WILLIAMSTOWN, MA.- The Sterling and Francine Clark Art Institute
has announced the acquisition of a major nineteenth-century landscape painting by Pierre Étienne Théodore Rousseau. The acquisition brings to the public one of the greatest Barbizon School paintings, Farm in the Landes (House of the Garde), which until now has been held in private collections and has not been widely exhibited since 1946.
"The painting is a moving testament to Rousseau's abiding love for rural life and unadorned nature," said Richard Rand, senior curator at the Clark. "This large scale picture transforms the Clark's collection of Barbizon pictures."
Rousseau worked on Farm in the Landes for nearly twenty-five years. The painting had its origins in a trip to a region just south of Bordeaux in 1844. At that time he made a composition drawing and oil painting nearly as large as the final work. Upon returning to his Barbizon studio, Rousseau worked on the canvas over the ensuing decades. The painting was one of three initially purchased in 1852 by Frédéric Hartmann, an Alsatian industrialist and one of the artist's most important patrons. Owing to Rousseau's obsessive work, Hartmann was unable to collect his picture until well after the artist's death in 1867.
One of the key figures of the Barbizon School, Rousseau wrote to Hartmann that Farm in the Landes was one of his best and most personal works. It depicts a region of southwestern France that the artist likened to Eden. Monumental oaks, silhouetted against an intense blue sky, dominate a scene of a humble farm warmed by late afternoon sunlight. A dusty path leads through a rustic gate into a busy farmyard where a dog sits patiently, a man repairs a wagon wheel while a child looks on, a woman feeds cows, and a second woman hangs washing before a barn with a great thatched roof.
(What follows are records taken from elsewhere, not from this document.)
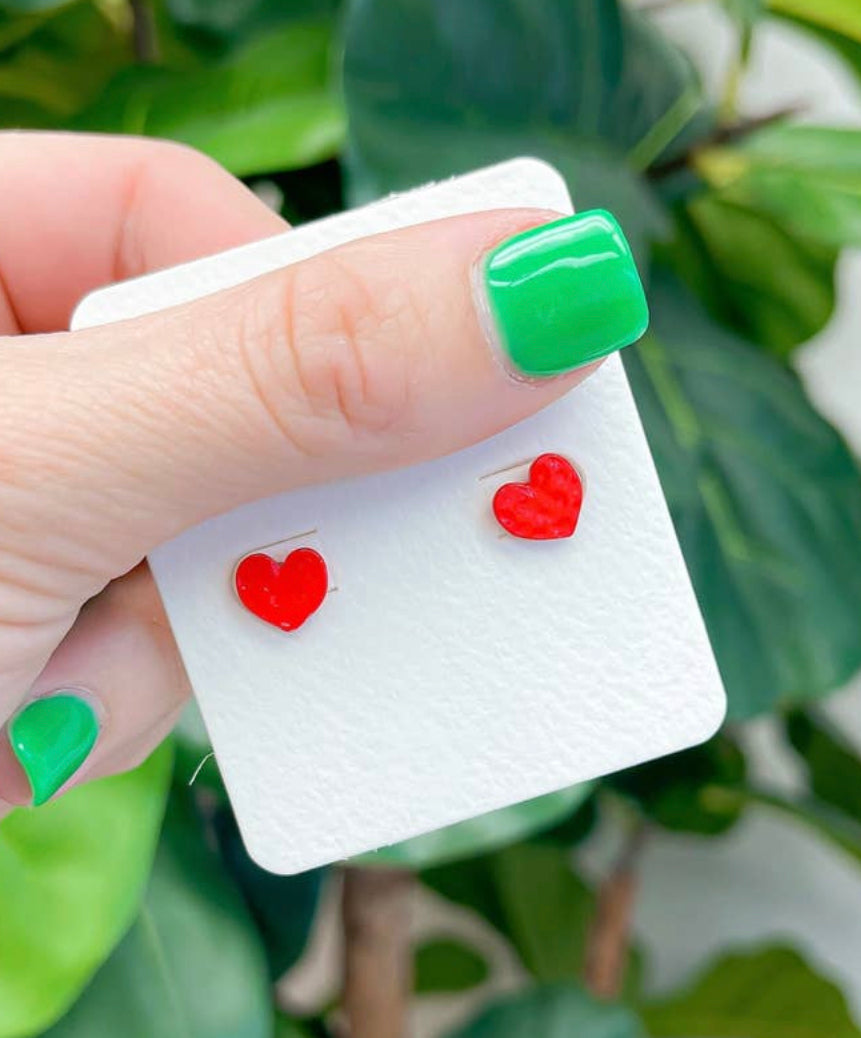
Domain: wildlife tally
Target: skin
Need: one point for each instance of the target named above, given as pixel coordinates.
(112, 440)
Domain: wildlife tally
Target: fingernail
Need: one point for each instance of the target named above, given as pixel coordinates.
(52, 737)
(564, 294)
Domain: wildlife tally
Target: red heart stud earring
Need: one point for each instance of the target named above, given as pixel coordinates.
(546, 507)
(283, 594)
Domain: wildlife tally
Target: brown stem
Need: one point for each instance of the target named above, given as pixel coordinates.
(376, 907)
(722, 135)
(143, 32)
(609, 943)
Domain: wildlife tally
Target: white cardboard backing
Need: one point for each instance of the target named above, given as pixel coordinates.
(454, 671)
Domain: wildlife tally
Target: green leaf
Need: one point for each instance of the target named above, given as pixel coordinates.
(837, 16)
(758, 994)
(554, 1012)
(62, 63)
(486, 832)
(446, 965)
(532, 896)
(767, 502)
(231, 21)
(826, 821)
(269, 106)
(286, 1028)
(29, 6)
(772, 287)
(808, 179)
(191, 964)
(283, 907)
(576, 82)
(833, 764)
(72, 876)
(674, 791)
(837, 25)
(746, 14)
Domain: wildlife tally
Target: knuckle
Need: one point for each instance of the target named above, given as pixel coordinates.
(341, 354)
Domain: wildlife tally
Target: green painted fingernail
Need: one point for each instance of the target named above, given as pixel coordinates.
(564, 294)
(52, 737)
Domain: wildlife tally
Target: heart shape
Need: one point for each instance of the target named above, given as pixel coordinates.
(545, 508)
(283, 594)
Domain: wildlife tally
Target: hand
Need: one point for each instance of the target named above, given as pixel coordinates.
(113, 440)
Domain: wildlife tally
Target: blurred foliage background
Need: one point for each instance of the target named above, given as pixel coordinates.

In a series of remarkable letters, artist and patron debated the progress of the three pictures, particularly the question of the high degree of finish that characterizes Rousseau's late style. Rousseau explained that Farm in the Landes "is for me the object of serious thought and a study at once sweet and bitter." His long work on the picture finally brought pictorial form to his experience of the place itself, but the meticulous technique he had developed was at odds with the current fashion for quickly painted landscapes. Rousseau exhibited Farm in the Landes at the Salon in 1859, where it was criticized by conservative writers but admired by younger ones who saw it as a significant experimental work.
The painting is currently on view. On Thursday, January 14, Rand will present a Looking at Lunchtime Gallery Talk discussing the new acquisition.